Survivor Alliance Institute
Provide a one-line summary or tagline for your solution.
Catalyzing the global anti-trafficking movement through online learning and community building for survivors and allied professionals.
In what city, town, or region is your solution team headquartered?
Our team is based in the United States, but is remotely located!
In what country is your solution team headquartered?
USA
What type of organization is your solution team?
Nonprofit
Film your elevator pitch.
What specific problem are you solving?
Many people are trafficked because of poverty and the intersection with systematic inequalities that pre-existed exploitation, such as racism and ableism. Survivors of human trafficking experience ongoing poverty, even after they have exited exploitation. The First National Survivor Study conducted by Polaris in the US found that 43% of survivors’ households made less than $25,000 per year, which is still below the living wage. In a global study of employment programs for survivors of human trafficking, 91% of programs were delivered in English only, and most were focused on job readiness, rather than job placement. A study conducted by The Royal College of Psychiatrists concluded that a majority of survivors experience negative mental health effects of trauma, which also impacts their income-earning potential. There is a lack of accessible and trauma-informed workforce development programs and careers for survivors, which is exacerbated by geographical, cultural, linguistic, and digital divides.
What is your solution?
Survivor Alliance will transform our digital Learning Management System (LMS) built on Moodle, an open-source technology, to house our workforce development curriculum. The platform provides free, global access to training that will support career pathways into financially secure positions. Our curriculum is authored by survivors and addresses knowledge, skills, and experiences that will prepare survivors for roles within the anti-trafficking and social impact sectors.
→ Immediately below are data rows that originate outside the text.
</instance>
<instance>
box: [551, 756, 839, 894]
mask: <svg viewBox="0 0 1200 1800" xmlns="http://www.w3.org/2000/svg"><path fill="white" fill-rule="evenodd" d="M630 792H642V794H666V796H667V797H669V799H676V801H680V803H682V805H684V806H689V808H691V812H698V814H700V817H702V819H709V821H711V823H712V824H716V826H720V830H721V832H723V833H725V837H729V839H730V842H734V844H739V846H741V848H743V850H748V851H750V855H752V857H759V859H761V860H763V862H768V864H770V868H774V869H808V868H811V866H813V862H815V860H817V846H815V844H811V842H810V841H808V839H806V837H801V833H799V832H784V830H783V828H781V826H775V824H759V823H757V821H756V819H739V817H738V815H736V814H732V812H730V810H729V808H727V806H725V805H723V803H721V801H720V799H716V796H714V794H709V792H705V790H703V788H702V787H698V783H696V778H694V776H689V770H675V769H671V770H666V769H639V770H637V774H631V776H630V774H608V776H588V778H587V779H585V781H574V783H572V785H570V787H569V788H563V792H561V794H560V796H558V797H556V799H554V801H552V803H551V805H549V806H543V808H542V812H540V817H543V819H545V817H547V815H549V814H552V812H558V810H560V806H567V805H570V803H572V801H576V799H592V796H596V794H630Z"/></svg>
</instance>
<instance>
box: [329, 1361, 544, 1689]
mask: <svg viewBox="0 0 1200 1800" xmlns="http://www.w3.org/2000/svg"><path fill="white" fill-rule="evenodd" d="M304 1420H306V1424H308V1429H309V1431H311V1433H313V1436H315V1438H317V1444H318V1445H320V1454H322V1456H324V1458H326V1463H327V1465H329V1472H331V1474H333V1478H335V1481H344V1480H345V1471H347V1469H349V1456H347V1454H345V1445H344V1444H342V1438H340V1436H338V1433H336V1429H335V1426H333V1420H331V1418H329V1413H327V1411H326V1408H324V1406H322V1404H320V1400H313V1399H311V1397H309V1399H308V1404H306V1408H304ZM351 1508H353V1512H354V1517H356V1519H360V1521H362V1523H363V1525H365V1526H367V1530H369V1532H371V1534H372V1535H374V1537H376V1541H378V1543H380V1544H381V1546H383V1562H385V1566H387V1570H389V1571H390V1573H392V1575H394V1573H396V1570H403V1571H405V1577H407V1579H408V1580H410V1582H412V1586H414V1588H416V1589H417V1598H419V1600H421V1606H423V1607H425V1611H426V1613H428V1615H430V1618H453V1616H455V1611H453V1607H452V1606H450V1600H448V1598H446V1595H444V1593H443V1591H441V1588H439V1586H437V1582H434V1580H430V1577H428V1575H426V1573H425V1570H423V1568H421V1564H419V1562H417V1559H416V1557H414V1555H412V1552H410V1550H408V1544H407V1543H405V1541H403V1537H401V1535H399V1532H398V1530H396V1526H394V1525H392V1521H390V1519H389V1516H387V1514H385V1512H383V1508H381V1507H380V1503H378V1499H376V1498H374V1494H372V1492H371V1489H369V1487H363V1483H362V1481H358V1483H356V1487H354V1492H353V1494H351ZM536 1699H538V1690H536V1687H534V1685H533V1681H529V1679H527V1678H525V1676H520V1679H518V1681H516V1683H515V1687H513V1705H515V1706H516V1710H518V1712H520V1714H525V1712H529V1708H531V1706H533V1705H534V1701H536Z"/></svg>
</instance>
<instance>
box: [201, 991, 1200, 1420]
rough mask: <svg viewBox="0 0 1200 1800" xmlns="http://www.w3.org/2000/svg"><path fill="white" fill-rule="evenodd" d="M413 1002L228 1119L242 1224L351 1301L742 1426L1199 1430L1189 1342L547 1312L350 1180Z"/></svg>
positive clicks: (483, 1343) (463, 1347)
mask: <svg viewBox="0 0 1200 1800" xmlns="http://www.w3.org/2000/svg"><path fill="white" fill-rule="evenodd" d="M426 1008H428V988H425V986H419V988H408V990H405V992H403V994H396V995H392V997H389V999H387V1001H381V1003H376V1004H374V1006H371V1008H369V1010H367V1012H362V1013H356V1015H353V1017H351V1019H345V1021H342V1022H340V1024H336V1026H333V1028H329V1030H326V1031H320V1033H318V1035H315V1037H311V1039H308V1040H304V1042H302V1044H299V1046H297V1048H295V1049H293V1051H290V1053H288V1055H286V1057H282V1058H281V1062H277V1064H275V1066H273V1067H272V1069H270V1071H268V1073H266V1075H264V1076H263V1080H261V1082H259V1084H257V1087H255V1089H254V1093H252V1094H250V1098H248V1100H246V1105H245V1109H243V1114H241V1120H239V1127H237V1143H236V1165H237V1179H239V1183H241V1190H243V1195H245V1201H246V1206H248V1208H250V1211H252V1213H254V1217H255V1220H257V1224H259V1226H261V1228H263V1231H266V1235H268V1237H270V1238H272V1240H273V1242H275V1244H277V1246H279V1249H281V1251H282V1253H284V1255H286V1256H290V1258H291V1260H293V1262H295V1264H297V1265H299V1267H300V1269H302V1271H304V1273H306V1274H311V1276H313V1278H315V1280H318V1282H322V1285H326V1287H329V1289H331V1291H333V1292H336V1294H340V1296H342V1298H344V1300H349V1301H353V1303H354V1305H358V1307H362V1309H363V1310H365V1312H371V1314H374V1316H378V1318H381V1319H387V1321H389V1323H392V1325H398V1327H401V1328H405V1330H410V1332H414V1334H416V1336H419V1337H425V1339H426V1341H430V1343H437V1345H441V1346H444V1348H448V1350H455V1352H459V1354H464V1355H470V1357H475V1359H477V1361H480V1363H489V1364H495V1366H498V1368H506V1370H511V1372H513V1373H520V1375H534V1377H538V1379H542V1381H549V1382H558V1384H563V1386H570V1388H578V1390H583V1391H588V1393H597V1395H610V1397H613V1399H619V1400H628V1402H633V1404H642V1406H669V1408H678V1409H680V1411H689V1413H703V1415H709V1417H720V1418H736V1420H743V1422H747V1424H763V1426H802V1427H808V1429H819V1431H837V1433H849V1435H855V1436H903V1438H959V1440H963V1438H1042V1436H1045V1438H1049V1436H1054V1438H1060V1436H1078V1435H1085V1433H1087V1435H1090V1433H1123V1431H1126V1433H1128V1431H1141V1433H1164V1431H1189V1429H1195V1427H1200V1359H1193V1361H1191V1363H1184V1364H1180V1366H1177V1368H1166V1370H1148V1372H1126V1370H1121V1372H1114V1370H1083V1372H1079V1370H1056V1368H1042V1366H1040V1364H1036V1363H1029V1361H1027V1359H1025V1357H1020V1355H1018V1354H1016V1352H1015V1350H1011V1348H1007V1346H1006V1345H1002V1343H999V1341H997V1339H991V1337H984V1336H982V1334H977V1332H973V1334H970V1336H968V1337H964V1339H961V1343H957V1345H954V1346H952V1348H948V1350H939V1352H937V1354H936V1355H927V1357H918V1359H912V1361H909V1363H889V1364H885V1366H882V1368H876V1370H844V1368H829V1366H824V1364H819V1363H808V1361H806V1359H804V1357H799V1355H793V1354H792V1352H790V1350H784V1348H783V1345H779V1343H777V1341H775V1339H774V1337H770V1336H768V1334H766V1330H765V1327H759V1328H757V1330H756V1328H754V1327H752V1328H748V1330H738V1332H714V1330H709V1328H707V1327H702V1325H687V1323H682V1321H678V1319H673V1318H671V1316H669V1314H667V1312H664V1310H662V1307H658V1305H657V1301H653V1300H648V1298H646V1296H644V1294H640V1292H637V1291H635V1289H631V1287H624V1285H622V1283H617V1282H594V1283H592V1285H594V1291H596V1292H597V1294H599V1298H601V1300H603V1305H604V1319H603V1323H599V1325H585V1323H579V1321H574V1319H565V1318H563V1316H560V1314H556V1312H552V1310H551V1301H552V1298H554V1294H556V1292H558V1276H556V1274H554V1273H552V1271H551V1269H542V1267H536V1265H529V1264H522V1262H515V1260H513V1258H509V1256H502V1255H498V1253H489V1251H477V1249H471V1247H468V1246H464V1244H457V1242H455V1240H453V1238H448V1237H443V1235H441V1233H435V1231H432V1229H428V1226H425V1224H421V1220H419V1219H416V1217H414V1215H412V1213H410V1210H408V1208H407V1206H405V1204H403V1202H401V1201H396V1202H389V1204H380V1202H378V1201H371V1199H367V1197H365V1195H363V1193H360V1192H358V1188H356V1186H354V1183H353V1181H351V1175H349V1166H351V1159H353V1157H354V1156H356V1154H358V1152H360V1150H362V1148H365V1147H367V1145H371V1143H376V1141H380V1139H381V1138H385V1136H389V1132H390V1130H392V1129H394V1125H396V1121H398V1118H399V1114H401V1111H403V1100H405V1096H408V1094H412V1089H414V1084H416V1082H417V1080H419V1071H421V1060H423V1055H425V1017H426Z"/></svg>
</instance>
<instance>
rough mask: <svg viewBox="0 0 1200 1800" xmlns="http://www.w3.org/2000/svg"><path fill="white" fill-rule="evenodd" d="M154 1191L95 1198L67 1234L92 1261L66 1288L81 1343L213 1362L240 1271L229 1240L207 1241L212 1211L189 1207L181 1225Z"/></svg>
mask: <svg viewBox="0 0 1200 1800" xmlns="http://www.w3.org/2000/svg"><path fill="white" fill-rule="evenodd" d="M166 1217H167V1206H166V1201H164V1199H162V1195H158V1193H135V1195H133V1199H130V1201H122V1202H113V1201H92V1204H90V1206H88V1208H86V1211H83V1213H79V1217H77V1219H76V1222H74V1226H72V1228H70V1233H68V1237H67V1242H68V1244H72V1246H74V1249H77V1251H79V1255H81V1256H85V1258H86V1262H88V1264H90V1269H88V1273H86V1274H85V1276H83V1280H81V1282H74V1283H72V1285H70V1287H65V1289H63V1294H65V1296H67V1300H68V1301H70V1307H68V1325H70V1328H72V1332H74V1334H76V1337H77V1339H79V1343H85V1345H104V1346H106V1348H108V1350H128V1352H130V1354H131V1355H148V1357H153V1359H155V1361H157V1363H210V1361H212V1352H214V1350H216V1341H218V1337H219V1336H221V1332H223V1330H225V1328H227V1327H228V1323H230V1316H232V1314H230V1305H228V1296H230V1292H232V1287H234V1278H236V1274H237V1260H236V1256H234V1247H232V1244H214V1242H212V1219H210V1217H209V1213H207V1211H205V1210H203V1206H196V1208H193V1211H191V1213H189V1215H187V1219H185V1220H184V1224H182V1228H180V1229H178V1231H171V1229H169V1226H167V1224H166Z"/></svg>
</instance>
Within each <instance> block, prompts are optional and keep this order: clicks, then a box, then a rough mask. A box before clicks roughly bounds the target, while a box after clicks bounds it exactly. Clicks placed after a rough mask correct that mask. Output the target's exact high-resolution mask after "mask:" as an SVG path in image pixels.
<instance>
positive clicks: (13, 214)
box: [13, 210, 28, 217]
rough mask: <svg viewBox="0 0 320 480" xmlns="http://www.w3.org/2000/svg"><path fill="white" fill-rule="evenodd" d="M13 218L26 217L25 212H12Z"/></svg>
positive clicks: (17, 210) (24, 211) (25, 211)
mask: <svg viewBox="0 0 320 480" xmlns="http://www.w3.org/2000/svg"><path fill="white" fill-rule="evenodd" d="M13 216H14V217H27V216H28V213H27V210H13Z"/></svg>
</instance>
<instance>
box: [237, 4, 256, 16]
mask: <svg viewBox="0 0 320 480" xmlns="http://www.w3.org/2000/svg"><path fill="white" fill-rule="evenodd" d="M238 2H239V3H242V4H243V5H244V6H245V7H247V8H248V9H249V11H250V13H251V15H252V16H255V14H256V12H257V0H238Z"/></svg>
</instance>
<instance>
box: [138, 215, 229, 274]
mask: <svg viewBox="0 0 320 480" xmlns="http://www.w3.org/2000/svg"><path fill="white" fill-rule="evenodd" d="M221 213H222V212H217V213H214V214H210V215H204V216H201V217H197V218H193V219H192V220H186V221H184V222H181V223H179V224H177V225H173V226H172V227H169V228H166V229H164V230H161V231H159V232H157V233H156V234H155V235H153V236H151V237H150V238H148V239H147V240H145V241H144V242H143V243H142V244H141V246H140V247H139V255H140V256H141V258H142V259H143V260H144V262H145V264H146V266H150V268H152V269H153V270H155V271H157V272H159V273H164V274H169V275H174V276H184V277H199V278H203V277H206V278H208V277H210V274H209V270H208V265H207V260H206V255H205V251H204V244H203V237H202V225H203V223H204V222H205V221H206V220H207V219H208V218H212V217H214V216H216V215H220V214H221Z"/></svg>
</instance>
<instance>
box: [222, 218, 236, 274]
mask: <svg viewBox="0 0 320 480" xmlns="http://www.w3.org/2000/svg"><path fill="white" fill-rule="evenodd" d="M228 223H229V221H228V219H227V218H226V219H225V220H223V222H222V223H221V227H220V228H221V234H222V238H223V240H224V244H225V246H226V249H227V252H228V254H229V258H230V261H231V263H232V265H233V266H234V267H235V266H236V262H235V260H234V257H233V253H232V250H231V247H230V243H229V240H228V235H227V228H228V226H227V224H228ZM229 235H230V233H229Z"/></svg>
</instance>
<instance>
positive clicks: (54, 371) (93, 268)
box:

The platform will offer self-paced courses in multiple languages, for different levels of education and professional experience. SA will recommend course bundles to support learners’ specialization in research, direct service, and advocacy.
Survivors can also join curated cohorts to engage in online learning with peers. SA staff will facilitate live, virtual sessions to enhance community building and collaborative learning. Guest speakers will bring fresh perspectives each year. Participants who complete specific tracks will gain opportunities to expand professional networks and apply to exclusive paid opportunities within the social impact sector.
The LMS is a part of our broader ecosystem-based approach, connecting survivors of human trafficking, organizations, businesses, and sector professionals through shared learning and capacity building. Organizations that hire survivors and serve as intern supervisors will also benefit from the platform through training and co-leading opportunities.
Who does your solution serve, and in what ways will the solution impact their lives?
Our solution directly serves survivors of human trafficking who desire to be leaders in the anti-trafficking movement and/or sector. Survivor Alliance currently has 1,200 members who come from 44 countries and speak 17 languages, forming a truly global community with diverse experiences, cultures, and needs.
Survivors remain vastly underrepresented in leadership and workforce development opportunities across the ecosphere. Too often, they are invited to share their stories without being supported to shape solutions or lead systemic change. Language barriers, regional inequities, digital divides, and exclusion from decision-making spaces all contribute to their continued marginalization.
The Survivor Alliance Institute centers survivors as experts and leaders. Through survivor-designed, trauma-informed online learning, we are creating spaces that are multilingual, accessible, and rooted in lived experience. Job readiness and a focus on workforce capacity building foster the ability for survivors to gain sustainable economic opportunities within the sector. We equip survivors not just to participate, but to lead. However, the qualitative impact goes far beyond skill-building: survivors report feeling more empowered, less isolated, and more prepared to influence their communities, workplaces, and ecosystems.